DG: We’ve had customers running MarkLogic in the cloud for years. For public cloud, it’s usually Amazon, and generally customers use this for test and development but not for production. That’s their choice, and we’re perfectly happy to support cloud deployment for production applications. Lately we’ve seen an increase in interest for cloud capabilities, both for public cloud and private cloud. In MarkLogic 7, we’re beefing up our cloud story with new features that provide elasticity; the ability to grow and shrink your cluster in the cloud to respond to changing business conditions, all while keeping the database online and serving queries with high performance. We’ll be automatically rebalancing data across nodes as you grow and shrink your cluster, while maintaining transactional consistency of the data at all times. We have about 70 companies piloting MarkLogic 7 today via our Early Access program.
RB: Which companies/products do you regard as competitors/partners?

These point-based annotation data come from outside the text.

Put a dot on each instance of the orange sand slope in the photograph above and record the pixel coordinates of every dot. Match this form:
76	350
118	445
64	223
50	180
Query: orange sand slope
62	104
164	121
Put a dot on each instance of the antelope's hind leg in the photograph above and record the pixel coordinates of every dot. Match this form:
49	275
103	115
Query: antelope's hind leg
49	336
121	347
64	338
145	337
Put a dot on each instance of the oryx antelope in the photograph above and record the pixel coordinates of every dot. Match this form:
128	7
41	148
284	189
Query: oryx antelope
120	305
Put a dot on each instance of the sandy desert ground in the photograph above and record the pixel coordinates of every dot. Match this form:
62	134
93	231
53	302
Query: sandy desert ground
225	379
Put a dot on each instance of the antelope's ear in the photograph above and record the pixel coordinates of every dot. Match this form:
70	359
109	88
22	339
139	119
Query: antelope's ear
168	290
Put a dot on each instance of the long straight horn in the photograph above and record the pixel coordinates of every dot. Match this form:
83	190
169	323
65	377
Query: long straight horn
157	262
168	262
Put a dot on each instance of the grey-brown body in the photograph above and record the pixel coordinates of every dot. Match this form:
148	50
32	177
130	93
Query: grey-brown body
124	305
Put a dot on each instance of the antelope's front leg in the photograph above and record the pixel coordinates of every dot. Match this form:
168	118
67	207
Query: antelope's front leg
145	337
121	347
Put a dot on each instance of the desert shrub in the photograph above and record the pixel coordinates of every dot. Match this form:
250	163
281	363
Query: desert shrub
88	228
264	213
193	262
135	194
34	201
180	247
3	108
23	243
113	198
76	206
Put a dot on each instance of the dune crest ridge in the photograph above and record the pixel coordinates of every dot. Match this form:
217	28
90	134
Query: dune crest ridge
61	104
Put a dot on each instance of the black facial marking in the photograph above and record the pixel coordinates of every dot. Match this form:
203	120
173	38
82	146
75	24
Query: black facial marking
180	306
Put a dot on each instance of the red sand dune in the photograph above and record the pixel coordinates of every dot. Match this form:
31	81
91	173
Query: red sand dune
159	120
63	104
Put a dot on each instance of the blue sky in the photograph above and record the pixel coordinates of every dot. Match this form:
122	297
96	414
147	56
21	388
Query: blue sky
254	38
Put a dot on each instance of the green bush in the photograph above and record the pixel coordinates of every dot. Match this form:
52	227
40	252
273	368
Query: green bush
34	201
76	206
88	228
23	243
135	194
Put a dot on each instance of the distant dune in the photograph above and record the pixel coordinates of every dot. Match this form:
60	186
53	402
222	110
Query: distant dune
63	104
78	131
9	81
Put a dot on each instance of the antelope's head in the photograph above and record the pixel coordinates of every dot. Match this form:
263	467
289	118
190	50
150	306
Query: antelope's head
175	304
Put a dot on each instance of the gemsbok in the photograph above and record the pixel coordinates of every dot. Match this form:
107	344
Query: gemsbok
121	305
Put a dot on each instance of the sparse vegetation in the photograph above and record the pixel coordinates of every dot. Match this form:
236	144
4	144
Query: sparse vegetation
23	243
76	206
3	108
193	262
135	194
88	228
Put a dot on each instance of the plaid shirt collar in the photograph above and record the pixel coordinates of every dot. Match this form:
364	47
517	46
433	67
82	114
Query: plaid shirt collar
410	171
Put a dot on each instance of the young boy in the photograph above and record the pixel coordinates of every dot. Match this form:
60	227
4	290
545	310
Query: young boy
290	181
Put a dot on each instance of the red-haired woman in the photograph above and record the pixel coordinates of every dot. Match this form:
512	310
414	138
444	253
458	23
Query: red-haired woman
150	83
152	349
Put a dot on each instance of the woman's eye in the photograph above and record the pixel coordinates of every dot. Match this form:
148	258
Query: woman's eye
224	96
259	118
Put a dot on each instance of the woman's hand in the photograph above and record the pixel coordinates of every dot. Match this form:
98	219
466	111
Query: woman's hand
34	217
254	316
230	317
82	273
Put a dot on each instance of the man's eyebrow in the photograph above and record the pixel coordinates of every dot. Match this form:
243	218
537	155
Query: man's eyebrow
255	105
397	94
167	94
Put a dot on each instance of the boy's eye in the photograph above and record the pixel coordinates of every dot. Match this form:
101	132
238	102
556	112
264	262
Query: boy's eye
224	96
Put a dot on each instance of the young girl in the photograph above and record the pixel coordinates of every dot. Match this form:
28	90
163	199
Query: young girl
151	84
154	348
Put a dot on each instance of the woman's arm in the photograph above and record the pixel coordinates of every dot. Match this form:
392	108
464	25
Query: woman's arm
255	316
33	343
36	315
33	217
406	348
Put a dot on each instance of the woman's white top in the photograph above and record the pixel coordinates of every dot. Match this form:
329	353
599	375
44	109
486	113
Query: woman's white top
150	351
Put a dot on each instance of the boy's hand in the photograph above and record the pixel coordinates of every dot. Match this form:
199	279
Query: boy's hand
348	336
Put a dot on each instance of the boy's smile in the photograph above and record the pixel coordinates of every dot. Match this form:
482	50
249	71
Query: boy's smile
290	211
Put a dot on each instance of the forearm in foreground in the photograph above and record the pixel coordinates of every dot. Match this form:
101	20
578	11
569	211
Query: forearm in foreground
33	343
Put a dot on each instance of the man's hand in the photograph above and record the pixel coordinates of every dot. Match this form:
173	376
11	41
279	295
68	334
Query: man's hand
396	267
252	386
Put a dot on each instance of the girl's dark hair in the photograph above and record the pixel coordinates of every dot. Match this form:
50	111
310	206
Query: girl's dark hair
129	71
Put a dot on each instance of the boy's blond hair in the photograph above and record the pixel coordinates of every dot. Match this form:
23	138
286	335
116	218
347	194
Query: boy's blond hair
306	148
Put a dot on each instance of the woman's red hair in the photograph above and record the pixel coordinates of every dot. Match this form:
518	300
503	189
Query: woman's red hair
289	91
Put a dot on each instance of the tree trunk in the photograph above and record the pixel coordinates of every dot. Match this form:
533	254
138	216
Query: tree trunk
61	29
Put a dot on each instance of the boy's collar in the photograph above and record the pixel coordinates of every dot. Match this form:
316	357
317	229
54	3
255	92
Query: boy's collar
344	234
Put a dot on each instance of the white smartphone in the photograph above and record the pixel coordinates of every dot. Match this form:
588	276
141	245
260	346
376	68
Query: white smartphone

DG: Mostly in sales situations we see the relational players – primarily Oracle – because most customers already have an Oracle enterprise agreement and Oracle says they can do anything. That’s been consistent for the last ten years. What’s changed recently is that customers are getting much more savvy about the existence of new technologies like NoSQL databases that handle complex data much better than traditional RDBMS technology, so we’re spending less time educating customers about why they should consider a different technology and more time talking about what the criteria should be for this new system. Obviously enterprise customers don’t want to give up security, reliability, transactional consistency, etc., and we don’t think they should have to.
In the NoSQL world, there are many technologies, most relatively young. All of them have their place, but none of them have the enterprise capabilities we have, so in our enterprise customer accounts, we’re not seeing a lot of adoption for other NoSQL technologies beyond the pilot or small-scale departmental use. We’re keeping an eye on this though, because it’s a fast changing market. Having been around for more than ten years, we’re way ahead, but our strategy is to keep moving fast to bring new innovations to market.
There’s still a lot of opportunity to light up new scenarios for our customers. That’s why we’re excited about our semantics capabilities in MarkLogic 7. We believe that semantics technology is the next generation of search and discovery, allowing queries based on the concepts you’re looking for and not just the words and phrases. MarkLogic 7 will be the only database to allow semantics queries combined with document search and element/value queries all in one place. Our customers are excited about this.